After that finale the dig will wrap up and all the artifacts and samples be sent to Aberdeen for conserving and cataloging. And in a couple of years, the real test will begin: the great homecoming, when everything will be brought back here to Quinahag where it belongs. Plans are developing and funding being sought to build a cultural centre, there will be a need for curators, education workers.

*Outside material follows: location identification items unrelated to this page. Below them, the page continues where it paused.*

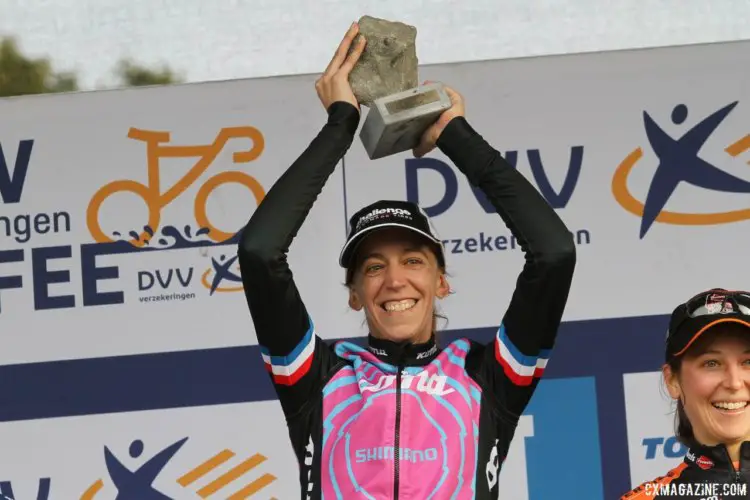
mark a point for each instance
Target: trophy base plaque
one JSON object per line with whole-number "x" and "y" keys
{"x": 396, "y": 123}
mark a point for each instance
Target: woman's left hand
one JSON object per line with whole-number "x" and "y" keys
{"x": 432, "y": 134}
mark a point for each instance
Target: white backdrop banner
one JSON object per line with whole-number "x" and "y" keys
{"x": 118, "y": 229}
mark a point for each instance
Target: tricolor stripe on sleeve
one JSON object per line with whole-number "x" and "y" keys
{"x": 287, "y": 370}
{"x": 519, "y": 368}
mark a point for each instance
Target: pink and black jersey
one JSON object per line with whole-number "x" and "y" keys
{"x": 404, "y": 421}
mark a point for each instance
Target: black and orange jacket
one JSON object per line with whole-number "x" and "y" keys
{"x": 706, "y": 472}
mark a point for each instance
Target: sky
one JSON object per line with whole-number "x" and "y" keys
{"x": 225, "y": 39}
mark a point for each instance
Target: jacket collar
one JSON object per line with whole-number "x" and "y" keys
{"x": 717, "y": 457}
{"x": 403, "y": 353}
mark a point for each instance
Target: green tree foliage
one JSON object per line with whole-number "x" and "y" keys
{"x": 23, "y": 75}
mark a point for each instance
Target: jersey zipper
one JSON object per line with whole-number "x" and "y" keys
{"x": 397, "y": 444}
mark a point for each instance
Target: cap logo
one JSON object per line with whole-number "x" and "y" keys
{"x": 718, "y": 304}
{"x": 379, "y": 213}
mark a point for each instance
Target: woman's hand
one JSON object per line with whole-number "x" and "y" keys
{"x": 432, "y": 134}
{"x": 333, "y": 85}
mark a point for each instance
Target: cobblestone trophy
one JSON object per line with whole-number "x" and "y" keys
{"x": 385, "y": 80}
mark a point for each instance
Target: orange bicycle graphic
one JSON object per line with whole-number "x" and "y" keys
{"x": 155, "y": 200}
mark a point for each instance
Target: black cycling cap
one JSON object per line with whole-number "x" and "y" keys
{"x": 705, "y": 310}
{"x": 388, "y": 213}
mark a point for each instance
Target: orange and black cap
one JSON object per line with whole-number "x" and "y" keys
{"x": 702, "y": 312}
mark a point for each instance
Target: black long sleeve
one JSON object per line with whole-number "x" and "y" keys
{"x": 529, "y": 327}
{"x": 292, "y": 352}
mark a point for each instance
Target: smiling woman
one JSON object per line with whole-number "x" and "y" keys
{"x": 707, "y": 373}
{"x": 405, "y": 417}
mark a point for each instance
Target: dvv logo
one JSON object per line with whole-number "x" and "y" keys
{"x": 223, "y": 475}
{"x": 123, "y": 252}
{"x": 680, "y": 161}
{"x": 431, "y": 177}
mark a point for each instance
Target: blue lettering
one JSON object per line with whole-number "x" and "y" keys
{"x": 11, "y": 187}
{"x": 164, "y": 282}
{"x": 42, "y": 278}
{"x": 42, "y": 491}
{"x": 673, "y": 448}
{"x": 145, "y": 280}
{"x": 184, "y": 281}
{"x": 386, "y": 453}
{"x": 9, "y": 282}
{"x": 652, "y": 444}
{"x": 22, "y": 227}
{"x": 90, "y": 275}
{"x": 554, "y": 198}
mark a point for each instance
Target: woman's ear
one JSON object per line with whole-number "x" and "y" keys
{"x": 443, "y": 288}
{"x": 354, "y": 301}
{"x": 672, "y": 382}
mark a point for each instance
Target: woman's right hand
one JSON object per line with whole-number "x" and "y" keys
{"x": 333, "y": 85}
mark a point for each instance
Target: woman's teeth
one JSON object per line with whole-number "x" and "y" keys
{"x": 401, "y": 305}
{"x": 722, "y": 405}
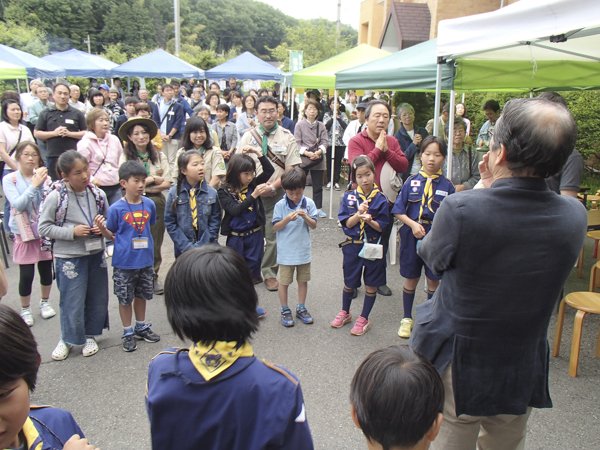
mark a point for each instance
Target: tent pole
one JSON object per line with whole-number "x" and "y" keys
{"x": 438, "y": 91}
{"x": 332, "y": 156}
{"x": 451, "y": 135}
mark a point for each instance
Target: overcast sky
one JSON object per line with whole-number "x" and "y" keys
{"x": 313, "y": 9}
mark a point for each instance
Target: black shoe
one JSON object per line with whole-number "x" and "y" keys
{"x": 384, "y": 290}
{"x": 146, "y": 334}
{"x": 129, "y": 344}
{"x": 304, "y": 316}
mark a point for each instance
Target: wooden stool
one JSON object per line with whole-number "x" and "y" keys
{"x": 584, "y": 302}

It’s about cultural resilience. Confidence and renewal and taking your fate into your own hands. Weathering the bad times and rediscovering shared values. Coming out of times of shame (‘devil worship’ indeed) into times of resurgence and renewal. These Yup’ik people have been here thousands of years, hunting and gathering. Of course, they own their own land now – I envy them that, everything derives from that fact. The profits from their Native-owned resources are ploughed back into Native-owned services. They have weathered many storms, literal and metaphorical. You can’t help but feel, walking round the ramshackle-looking village, with its cheerful folks, that whatever life throws at them, they’ll be here a long while yet.